Ebbene, queste qualità non sono mancate, tranne (che peccato!) che nel finale, appena dopo il momento apicale di quello che doveva essere il definitivo chiarimento della situazione nello studio del preside della scuola. Dopo aver volato alto per tutta la durata, il film si infrange su un finale che lascia interdetti, che è - sia chiaro – una scelta, anzi la scelta che Amy decide, costringendo il marito Peter a seguirla.

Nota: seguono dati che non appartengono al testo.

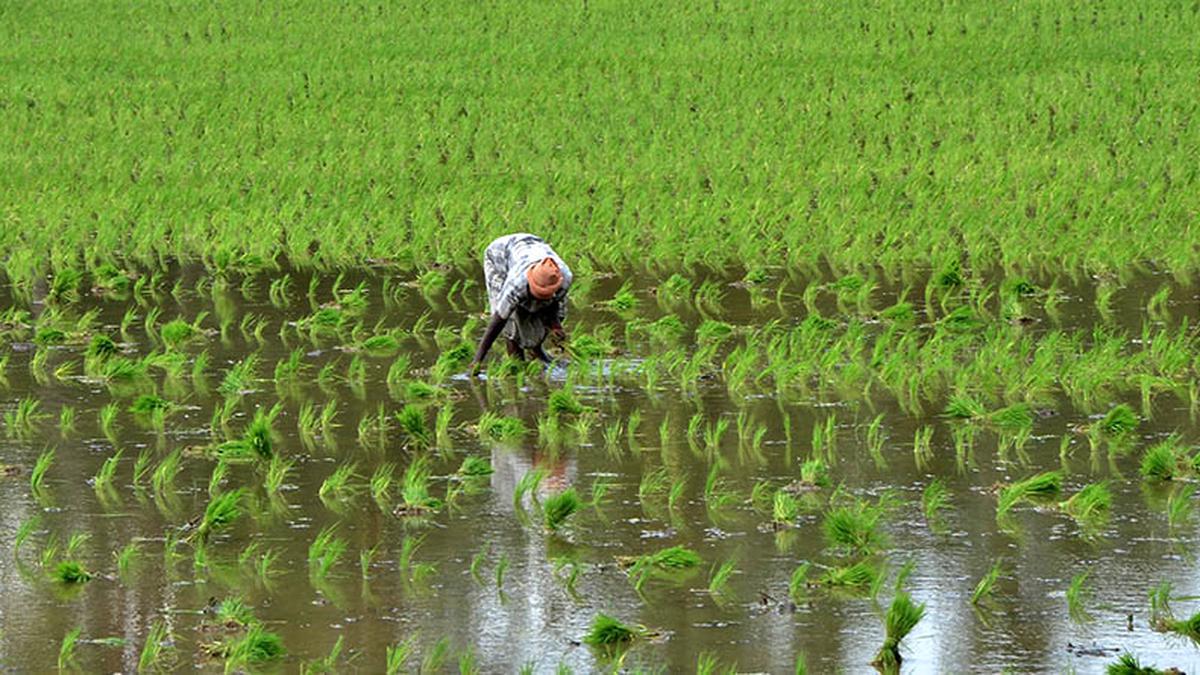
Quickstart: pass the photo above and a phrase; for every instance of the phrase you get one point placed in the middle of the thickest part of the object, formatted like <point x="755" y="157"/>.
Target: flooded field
<point x="304" y="457"/>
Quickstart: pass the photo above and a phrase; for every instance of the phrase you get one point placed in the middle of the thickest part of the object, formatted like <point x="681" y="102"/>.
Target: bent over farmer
<point x="527" y="286"/>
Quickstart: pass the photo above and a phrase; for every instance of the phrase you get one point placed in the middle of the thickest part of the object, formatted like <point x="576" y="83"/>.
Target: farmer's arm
<point x="493" y="330"/>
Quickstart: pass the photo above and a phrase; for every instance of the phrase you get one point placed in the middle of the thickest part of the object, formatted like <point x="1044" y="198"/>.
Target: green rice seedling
<point x="1079" y="596"/>
<point x="240" y="377"/>
<point x="963" y="405"/>
<point x="256" y="646"/>
<point x="502" y="567"/>
<point x="67" y="649"/>
<point x="325" y="550"/>
<point x="103" y="478"/>
<point x="719" y="578"/>
<point x="413" y="425"/>
<point x="71" y="572"/>
<point x="855" y="527"/>
<point x="1119" y="422"/>
<point x="475" y="467"/>
<point x="785" y="508"/>
<point x="339" y="484"/>
<point x="934" y="501"/>
<point x="562" y="401"/>
<point x="558" y="507"/>
<point x="66" y="420"/>
<point x="415" y="491"/>
<point x="381" y="483"/>
<point x="1179" y="506"/>
<point x="451" y="362"/>
<point x="156" y="652"/>
<point x="163" y="478"/>
<point x="1162" y="460"/>
<point x="501" y="429"/>
<point x="610" y="632"/>
<point x="37" y="476"/>
<point x="1091" y="502"/>
<point x="903" y="616"/>
<point x="399" y="655"/>
<point x="221" y="512"/>
<point x="1042" y="485"/>
<point x="1128" y="664"/>
<point x="23" y="420"/>
<point x="127" y="557"/>
<point x="987" y="585"/>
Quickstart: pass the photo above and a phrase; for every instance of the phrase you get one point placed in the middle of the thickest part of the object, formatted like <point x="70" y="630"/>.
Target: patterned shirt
<point x="505" y="262"/>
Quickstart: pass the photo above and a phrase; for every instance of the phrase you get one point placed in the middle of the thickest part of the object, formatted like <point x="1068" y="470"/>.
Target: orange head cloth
<point x="545" y="279"/>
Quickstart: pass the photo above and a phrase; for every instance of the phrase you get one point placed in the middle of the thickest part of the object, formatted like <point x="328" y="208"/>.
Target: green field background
<point x="1032" y="136"/>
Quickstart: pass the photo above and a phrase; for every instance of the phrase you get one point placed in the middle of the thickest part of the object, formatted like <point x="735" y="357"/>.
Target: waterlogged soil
<point x="487" y="579"/>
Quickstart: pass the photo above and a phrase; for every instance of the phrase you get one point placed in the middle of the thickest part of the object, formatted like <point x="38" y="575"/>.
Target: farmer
<point x="527" y="286"/>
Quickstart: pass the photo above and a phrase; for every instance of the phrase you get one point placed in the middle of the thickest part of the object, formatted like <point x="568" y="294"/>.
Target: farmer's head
<point x="545" y="279"/>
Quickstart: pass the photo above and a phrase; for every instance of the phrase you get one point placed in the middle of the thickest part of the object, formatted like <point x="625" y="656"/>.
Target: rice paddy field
<point x="882" y="351"/>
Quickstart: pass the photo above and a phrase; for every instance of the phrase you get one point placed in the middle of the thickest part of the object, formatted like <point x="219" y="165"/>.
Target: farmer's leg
<point x="515" y="350"/>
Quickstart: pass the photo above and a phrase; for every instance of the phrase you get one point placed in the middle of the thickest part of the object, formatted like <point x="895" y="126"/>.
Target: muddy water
<point x="535" y="617"/>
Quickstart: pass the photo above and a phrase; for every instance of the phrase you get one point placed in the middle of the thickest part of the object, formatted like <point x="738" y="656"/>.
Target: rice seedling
<point x="43" y="464"/>
<point x="1042" y="485"/>
<point x="399" y="655"/>
<point x="1128" y="664"/>
<point x="71" y="572"/>
<point x="785" y="508"/>
<point x="610" y="632"/>
<point x="67" y="650"/>
<point x="414" y="425"/>
<point x="221" y="512"/>
<point x="1119" y="422"/>
<point x="855" y="527"/>
<point x="1162" y="460"/>
<point x="1090" y="503"/>
<point x="861" y="574"/>
<point x="157" y="650"/>
<point x="558" y="507"/>
<point x="23" y="420"/>
<point x="325" y="550"/>
<point x="493" y="428"/>
<point x="901" y="617"/>
<point x="987" y="585"/>
<point x="339" y="483"/>
<point x="415" y="491"/>
<point x="256" y="646"/>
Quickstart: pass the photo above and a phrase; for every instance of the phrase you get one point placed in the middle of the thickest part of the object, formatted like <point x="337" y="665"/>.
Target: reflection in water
<point x="535" y="617"/>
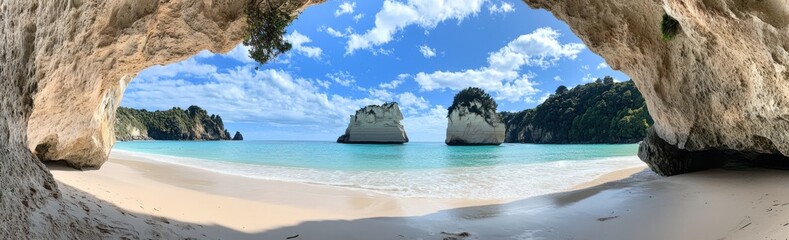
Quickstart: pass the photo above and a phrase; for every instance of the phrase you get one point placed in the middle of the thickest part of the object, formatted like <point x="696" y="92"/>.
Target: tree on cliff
<point x="487" y="106"/>
<point x="603" y="111"/>
<point x="266" y="30"/>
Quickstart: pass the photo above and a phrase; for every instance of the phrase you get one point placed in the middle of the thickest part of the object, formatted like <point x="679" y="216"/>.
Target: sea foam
<point x="503" y="181"/>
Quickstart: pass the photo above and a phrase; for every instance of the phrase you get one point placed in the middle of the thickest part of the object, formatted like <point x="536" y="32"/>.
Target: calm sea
<point x="422" y="170"/>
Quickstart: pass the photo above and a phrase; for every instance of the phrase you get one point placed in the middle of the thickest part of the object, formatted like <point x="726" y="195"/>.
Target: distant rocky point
<point x="238" y="136"/>
<point x="473" y="119"/>
<point x="603" y="111"/>
<point x="376" y="124"/>
<point x="193" y="123"/>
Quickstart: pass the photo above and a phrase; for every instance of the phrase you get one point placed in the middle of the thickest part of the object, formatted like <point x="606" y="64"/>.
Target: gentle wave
<point x="505" y="181"/>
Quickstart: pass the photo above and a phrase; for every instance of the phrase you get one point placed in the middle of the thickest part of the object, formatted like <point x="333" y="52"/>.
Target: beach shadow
<point x="602" y="210"/>
<point x="481" y="222"/>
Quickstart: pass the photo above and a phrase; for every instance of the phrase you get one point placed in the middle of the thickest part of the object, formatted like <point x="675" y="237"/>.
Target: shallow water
<point x="428" y="170"/>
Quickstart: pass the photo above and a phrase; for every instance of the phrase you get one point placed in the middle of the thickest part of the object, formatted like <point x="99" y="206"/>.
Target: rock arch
<point x="64" y="65"/>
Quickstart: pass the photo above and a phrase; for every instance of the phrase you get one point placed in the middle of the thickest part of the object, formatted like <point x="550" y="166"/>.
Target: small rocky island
<point x="194" y="123"/>
<point x="473" y="119"/>
<point x="376" y="124"/>
<point x="238" y="136"/>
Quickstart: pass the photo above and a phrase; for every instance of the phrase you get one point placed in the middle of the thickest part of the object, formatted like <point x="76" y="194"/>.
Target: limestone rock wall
<point x="468" y="128"/>
<point x="721" y="83"/>
<point x="63" y="67"/>
<point x="376" y="124"/>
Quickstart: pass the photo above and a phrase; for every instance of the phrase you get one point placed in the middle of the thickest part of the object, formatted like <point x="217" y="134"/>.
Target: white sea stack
<point x="473" y="120"/>
<point x="376" y="124"/>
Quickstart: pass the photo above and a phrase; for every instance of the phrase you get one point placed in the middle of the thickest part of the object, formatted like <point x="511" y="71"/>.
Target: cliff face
<point x="718" y="84"/>
<point x="238" y="136"/>
<point x="603" y="111"/>
<point x="467" y="127"/>
<point x="193" y="123"/>
<point x="63" y="67"/>
<point x="376" y="124"/>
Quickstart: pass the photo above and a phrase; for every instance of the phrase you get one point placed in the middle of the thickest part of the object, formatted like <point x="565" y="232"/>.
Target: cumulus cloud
<point x="358" y="17"/>
<point x="342" y="77"/>
<point x="540" y="48"/>
<point x="501" y="8"/>
<point x="345" y="8"/>
<point x="588" y="78"/>
<point x="412" y="104"/>
<point x="394" y="16"/>
<point x="299" y="42"/>
<point x="240" y="53"/>
<point x="334" y="33"/>
<point x="543" y="98"/>
<point x="427" y="52"/>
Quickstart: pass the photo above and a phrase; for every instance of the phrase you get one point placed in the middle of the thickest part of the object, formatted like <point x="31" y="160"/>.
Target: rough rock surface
<point x="376" y="124"/>
<point x="719" y="84"/>
<point x="63" y="68"/>
<point x="469" y="128"/>
<point x="238" y="136"/>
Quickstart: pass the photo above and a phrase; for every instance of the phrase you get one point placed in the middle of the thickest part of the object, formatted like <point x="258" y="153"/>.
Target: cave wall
<point x="63" y="67"/>
<point x="721" y="83"/>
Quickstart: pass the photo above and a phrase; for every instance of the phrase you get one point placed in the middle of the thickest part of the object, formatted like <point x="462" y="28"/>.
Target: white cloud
<point x="427" y="52"/>
<point x="543" y="98"/>
<point x="345" y="8"/>
<point x="588" y="78"/>
<point x="358" y="17"/>
<point x="394" y="83"/>
<point x="540" y="48"/>
<point x="299" y="40"/>
<point x="240" y="53"/>
<point x="342" y="77"/>
<point x="394" y="16"/>
<point x="334" y="33"/>
<point x="412" y="104"/>
<point x="502" y="8"/>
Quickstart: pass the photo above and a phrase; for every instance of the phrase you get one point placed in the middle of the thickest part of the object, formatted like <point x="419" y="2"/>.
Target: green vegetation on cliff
<point x="600" y="112"/>
<point x="266" y="29"/>
<point x="485" y="107"/>
<point x="193" y="123"/>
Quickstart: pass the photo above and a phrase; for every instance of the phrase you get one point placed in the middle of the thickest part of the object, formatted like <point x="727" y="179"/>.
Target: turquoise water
<point x="408" y="170"/>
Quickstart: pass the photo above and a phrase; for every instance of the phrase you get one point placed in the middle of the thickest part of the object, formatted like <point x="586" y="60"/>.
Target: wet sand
<point x="626" y="204"/>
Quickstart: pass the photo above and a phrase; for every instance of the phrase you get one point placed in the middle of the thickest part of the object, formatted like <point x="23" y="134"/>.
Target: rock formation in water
<point x="376" y="124"/>
<point x="716" y="81"/>
<point x="193" y="123"/>
<point x="63" y="69"/>
<point x="473" y="119"/>
<point x="603" y="111"/>
<point x="238" y="136"/>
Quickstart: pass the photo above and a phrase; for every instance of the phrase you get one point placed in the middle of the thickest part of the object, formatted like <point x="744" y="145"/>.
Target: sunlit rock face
<point x="376" y="124"/>
<point x="63" y="67"/>
<point x="720" y="83"/>
<point x="470" y="128"/>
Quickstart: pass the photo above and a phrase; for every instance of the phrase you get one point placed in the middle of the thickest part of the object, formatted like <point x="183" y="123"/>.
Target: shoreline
<point x="716" y="204"/>
<point x="157" y="188"/>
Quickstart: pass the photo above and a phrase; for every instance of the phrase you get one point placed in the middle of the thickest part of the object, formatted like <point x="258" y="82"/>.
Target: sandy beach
<point x="630" y="203"/>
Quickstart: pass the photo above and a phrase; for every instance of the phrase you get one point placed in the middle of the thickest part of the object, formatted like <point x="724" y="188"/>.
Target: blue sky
<point x="349" y="54"/>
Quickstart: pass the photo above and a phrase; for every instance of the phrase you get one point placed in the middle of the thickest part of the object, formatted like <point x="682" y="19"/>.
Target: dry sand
<point x="715" y="204"/>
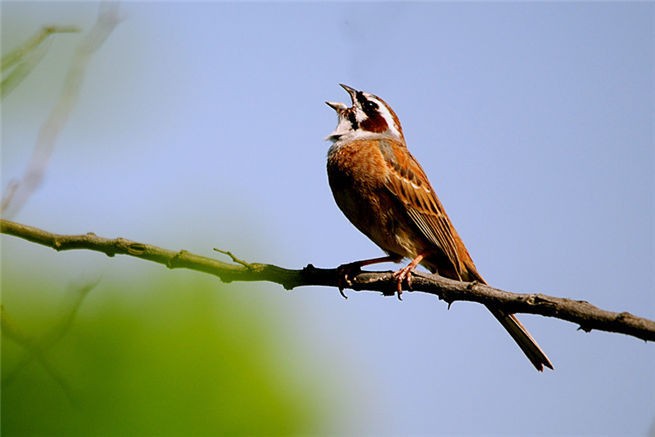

La storia salva uno e condanna l’altro personaggio, quando invece, ne sono certo, ogni spettatore si attendeva il contrario. E per rappresentarlo Julius Onah gira il finale con un piano sequenza sempre più nervoso, inquadrando la rabbia esplosiva che sfoga la tensione accumulata e accelerando il ritmo di una corsa che è liberatoria e forse anche di fuga dal comportamento tenuto fino a quel momento.

Buonissima la regia di Julius Onah, ottima la scrittura che però crolla appunto nel finale deludendo le aspettative, bravissimi gli attori più importanti: il giovane Kelvin Harrison Jr., un 25enne al momento dell’uscita del film che invece ne dimostra molto meno, tanto da interpretare uno studente di liceo, bello e molto bravo, con grande esibizione da oratore come richiesto dal film, eccellente carriera che conta già una quarantina di apparizioni su film importanti e meno, con presente e futuro assicurato; Naomi Watts da applausi, sempre all’altezza di ruoli drammatici impegnativi, mai, secondo me, sfruttata per le sue eccellenti doti; Tim Roth è semplicemente magnifico, in un personaggio che sembra cucito addosso per le sue qualità di attore adatta a personaggi disillusi, sfiduciati, che avrebbero tante cose da dire ma che preferiscono rinunciare, a cui basta qualche gesto delle mani per esprimere cose che altri non riescono neanche con le parole, un attore di altissimo livello (che capolavoro di bravura nel Sundown di Michel Franco!). Ed infine, per ultima ma non ultima, la straordinaria Octavia Spencer, che ogni volta è capace di dimostrare quanto sia brava e quanto meriterebbe ruoli ben più importanti, almeno come questo, perché la sua prof, qui, non è dietro a nessuno.

Thriller psicologico scoperto in ritardo anche perché inedito per le sale italiane, ma merita, nonostante il finale che lascia di stucco, molta ma molta attenzione, per la regia, l’ottima musica di Geoff Barrow e Ben Salisbury, la sceneggiatura e per la eccellente recitazione, portata in primo piano dal valente Julius Onah, che ovviamente, da buon afroamericano, porta avanti la giusta causa etnica nelle sue opere.